While Michele was on line for the bathroom, I was standing nearby with my Kuma head by my feet. My neck was tired from holding it up for hours. We were far enough away for me to hear a janitor (who had only a moment ago clumsily tried to spark a conversation with our Mrs. Bruce Lee) say, “Damn, Bruce Lee is looking GOOD” to a confidant at a nearby concession stand.
I’m used to stuff like this, and so is Michele. I shrug it off, every time. But then he continued, leaning in closer to his friend,
“Ey, do me a favor. Take your phone, go near her and take some pictures of her if you can. Then send them to my phone.”
He then grabbed his little trash cart and preceded to finish his rounds, the covert assignment passed off to his friend who would have about ten minutes of visual access to Michele and a camera with HD quality and a silent shutter.
Of course, Kuma wasn’t OK with THAT.
I stepped around the concession stand and leaned toward the stocky, middle-aged janitor and said, “Hey, I don’t think you should do that.”
“Why not?” he replied, incredulously, as if I suggested that he shouldn’t do something absolutely fundamental to us all. Like breathe.
“Because, that’s my lady,” I replied calmly. In my mind I strangled him to death and I threw his body into the sun.
“SO?!” he replied defensively. “It’s just a picture. You can get in it to if you want to, c’mon, we’ll all take a picture together.”
“You weren’t planning on asking her. You were going to have your friend take the pictures of her secretly, and send them to your phone.”

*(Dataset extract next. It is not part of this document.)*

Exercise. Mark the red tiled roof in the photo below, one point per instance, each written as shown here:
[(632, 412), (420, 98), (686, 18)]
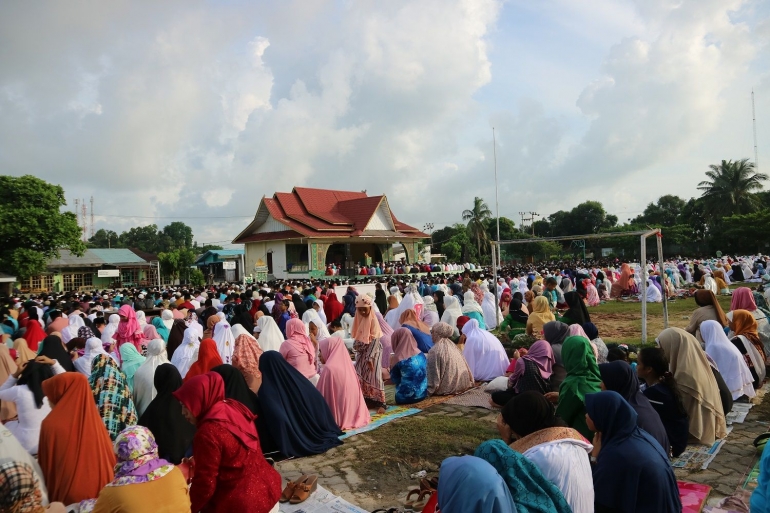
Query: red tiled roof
[(315, 213)]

After what could have escalated into a physical confrontation with a man who was both willing to take sneaky pictures of women and also fistfight during work hours – versus a guy in a giant bear head, no less – Michele, calm as a leaf on a summer day, separated us with a clever word or two, vanquished the offending brute with a flick of her hand wielding a pair of faux nunchaku, and kissed me on the cheek. She even thanked me for defending her honor, which is adorably old school. I’m in no way a man of machismo. I just imagine that every woman is someone’s daughter. It’s a simple idea, a platitude even: Would you want your daughter to be treated in any way you have treated a woman?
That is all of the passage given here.